I have this little project that’s been 95% finished for months, ‘blogbot 2’, a python script which monitors a list of RSS/Atom feeds daily and sends out an email with all the new ones to a mailing list. Blogbot 1 was a ruby script where I rolled my own feed parser using Ruby’s built-in XML parser. Ruby’s parser rocks, but my wielding of it was only 90% good enough, so I wanted to leverage somebody else’s work and rewrite it in Python using the Universal Feed Parser.
I kept stumbling over Unicode issues. The UFP is so correct that it often returns Unicode, and Python’s unicode handling, while very good if you know how to use it, is pretty sucky if you are me. The default handling for unicode-to-string conversion is to use the ‘ascii’ encoding, which can’t handle practically anything, and the default behavior when it hits something it can’t handle is to throw up its arms and scream in mute horror. You cannot globally change these defaults; you have to catch it conversion by conversion and change them.

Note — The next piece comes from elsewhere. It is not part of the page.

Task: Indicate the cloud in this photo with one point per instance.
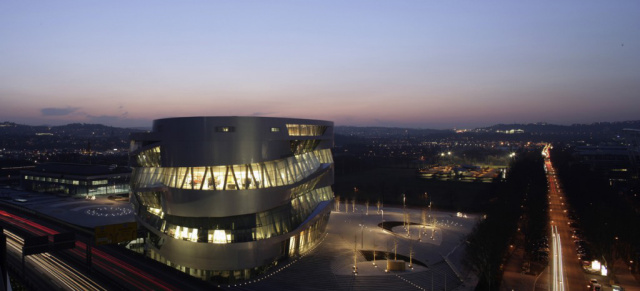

I finally got it all figured out and it’s working great. But I tore hair out over that last 5%.
Another project I’m working on is “artblog/imageblog” software. I want something which does no more nor less than I want it to, and does it well and easily. I’m hacking this one together in PHP/MySQL, and it’s been fun learning PHP. (Hint to anyone going to use PHP/MySQL: use Pear DB if you possibly can. It will rock your world. MUCH better API than the default mysql stuff.)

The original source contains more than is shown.